Ludwig Uhland an Karl Mayer, Tübingen, 23. 1. 1808

Tübingen d. 23. Jan. 1808.
Mein Bester!
Dank für die mir zugesandten Lieder! Blumenleben gefiel mir am besten; die Ueberschrift wünscht’ ich geändert – aber weg für heute mit Kritik! ich bin gar nicht dazu gestimmt.
Wenn ich für deine Gedichte zum Theil ein anderes Sylbenmaaß wünschte, so waren damit nicht gerade Reime gemeint; unter dem elegischen Metrum verstand ich Distichen.

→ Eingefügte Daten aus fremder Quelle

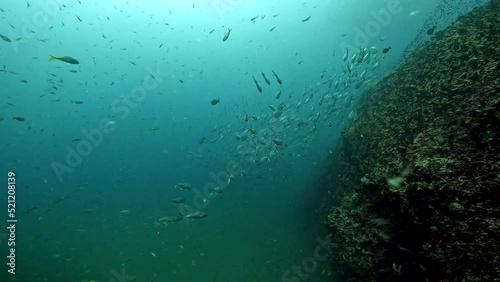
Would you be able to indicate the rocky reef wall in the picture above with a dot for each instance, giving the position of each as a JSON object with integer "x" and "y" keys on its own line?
{"x": 417, "y": 175}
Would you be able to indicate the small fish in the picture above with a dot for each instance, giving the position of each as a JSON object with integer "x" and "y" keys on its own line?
{"x": 184, "y": 186}
{"x": 278, "y": 142}
{"x": 58, "y": 200}
{"x": 277, "y": 77}
{"x": 196, "y": 215}
{"x": 18, "y": 118}
{"x": 171, "y": 218}
{"x": 65, "y": 59}
{"x": 346, "y": 54}
{"x": 265, "y": 78}
{"x": 177, "y": 200}
{"x": 431, "y": 30}
{"x": 5, "y": 38}
{"x": 226, "y": 35}
{"x": 217, "y": 190}
{"x": 257, "y": 84}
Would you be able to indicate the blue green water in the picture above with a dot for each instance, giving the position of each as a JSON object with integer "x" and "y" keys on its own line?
{"x": 98, "y": 147}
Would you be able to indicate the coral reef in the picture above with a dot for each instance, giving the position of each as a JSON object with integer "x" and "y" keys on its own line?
{"x": 417, "y": 175}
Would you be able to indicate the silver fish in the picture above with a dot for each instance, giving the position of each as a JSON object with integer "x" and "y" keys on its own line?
{"x": 196, "y": 215}
{"x": 171, "y": 218}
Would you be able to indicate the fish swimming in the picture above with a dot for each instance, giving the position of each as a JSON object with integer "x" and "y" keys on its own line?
{"x": 277, "y": 77}
{"x": 226, "y": 35}
{"x": 265, "y": 78}
{"x": 172, "y": 218}
{"x": 65, "y": 59}
{"x": 196, "y": 215}
{"x": 5, "y": 38}
{"x": 18, "y": 118}
{"x": 184, "y": 186}
{"x": 257, "y": 84}
{"x": 177, "y": 200}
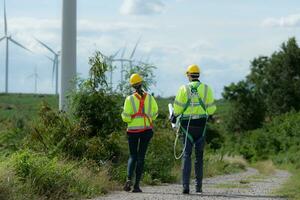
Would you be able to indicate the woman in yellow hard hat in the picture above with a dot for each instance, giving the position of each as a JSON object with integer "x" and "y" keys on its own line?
{"x": 140, "y": 110}
{"x": 194, "y": 104}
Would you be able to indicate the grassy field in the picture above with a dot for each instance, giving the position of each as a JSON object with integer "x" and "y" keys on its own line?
{"x": 28, "y": 172}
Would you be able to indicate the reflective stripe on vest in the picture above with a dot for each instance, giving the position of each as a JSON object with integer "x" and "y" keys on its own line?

Köstlins Brief enthielt auch zum Theil Stimmen aus der Wüste. Vom Einsamen heißt es: „Er vertraute vielleicht einst seiner eigenen Kraft und dünkte sich stark genug in sich, um ein seliges Leben in seinem Gotte führen und immer in heitern Freuden schweben zu <63:> können: aber in der Ruhe verschmachtete das Gefieder seines Geistes. Die Götter sind von dem Trägen gewichen, und die ihn sonst begeisterten, stehen kalt und verschlossen vor ihm.“
Er erinnert sich an das akademische Leben, als ein lebendigeres Leben in immerwährendem „Empfangen von Ideen und Darreichen und Genießen des Schönen“.
Weiter heißt es: „Im Schreiben entleidet mir bereits das Schreiben. Ihr solltet sprechen, mir antworten, meine ich, und nicht mich allein so schwazen lassen“.

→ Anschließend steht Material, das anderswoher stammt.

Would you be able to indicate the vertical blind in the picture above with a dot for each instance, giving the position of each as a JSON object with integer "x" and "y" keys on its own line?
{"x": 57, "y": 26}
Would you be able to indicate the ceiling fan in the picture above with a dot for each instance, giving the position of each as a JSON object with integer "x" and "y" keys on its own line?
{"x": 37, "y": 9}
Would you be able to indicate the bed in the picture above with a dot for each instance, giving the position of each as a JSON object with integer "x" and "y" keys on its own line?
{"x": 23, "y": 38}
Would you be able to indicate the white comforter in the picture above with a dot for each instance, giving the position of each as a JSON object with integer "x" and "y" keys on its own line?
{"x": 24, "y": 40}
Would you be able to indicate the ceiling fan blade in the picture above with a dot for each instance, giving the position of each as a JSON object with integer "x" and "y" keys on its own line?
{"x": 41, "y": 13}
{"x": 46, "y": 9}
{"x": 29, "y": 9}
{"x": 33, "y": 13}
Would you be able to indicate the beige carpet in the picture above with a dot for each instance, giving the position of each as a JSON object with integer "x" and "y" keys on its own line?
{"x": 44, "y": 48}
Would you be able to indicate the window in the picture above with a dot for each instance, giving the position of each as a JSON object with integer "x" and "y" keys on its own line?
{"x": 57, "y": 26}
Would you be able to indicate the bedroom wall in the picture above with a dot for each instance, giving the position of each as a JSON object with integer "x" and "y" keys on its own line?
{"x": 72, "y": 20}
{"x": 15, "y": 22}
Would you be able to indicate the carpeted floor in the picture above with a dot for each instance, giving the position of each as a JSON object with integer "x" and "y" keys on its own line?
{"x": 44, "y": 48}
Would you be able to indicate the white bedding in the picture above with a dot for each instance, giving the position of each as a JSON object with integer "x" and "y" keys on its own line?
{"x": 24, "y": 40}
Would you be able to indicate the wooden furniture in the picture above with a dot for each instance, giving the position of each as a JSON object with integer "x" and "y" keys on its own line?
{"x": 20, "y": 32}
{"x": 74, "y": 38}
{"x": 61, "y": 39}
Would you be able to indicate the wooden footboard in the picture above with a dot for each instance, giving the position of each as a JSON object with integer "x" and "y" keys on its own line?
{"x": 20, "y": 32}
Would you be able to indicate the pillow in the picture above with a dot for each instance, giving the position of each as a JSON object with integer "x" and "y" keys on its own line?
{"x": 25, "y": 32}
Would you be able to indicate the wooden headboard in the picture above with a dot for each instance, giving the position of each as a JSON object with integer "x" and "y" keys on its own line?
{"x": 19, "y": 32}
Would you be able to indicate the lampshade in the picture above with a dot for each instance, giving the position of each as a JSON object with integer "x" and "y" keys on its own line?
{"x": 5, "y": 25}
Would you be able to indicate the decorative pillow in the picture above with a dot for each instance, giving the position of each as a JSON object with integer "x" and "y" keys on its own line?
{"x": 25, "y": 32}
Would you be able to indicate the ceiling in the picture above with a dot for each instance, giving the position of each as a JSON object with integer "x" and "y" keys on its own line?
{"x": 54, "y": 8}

Schoder schreibt mir öfters, schickt mir Gedichte, fragte auch nach dir.
Kölle ist noch nicht hier. Ich habe ungefähr seit der Herbstvakanz keinen Brief von ihm erhalten. Freilich wäre das Schreiben an mir, allein ich weiß nicht, wo er sich jezt aufhält, und dann heißt es schon seit einiger Zeit, daß er hieher oder vielmehr hier durch kommen werde.
Meinen Seckendorf’schen Almanach für 1807, hätt’ ich dir schon geschickt, wenn ihn nicht noch Roser oder Jäger in Händen hätte. Ich habe aber an Roser deßhalb geschrieben.
Mit der Abschrift meiner sämtlichen Gedichte in ein großes Buch bin ich noch gar nicht weit gediehen. Das Abschreiben ist gar zu langweilig.
In Betreff des Prometheus hab’ ich Seckendorfs Schreiben noch nicht beantwortet. Am besten dünkt mir die Erscheinung des ersten Stücks abzuwarten. Seckendorf las auch schon Prosa von mir und er weiß vom Sonntagsblatte, daher er auch um Aufsätze aus diesem schreibt.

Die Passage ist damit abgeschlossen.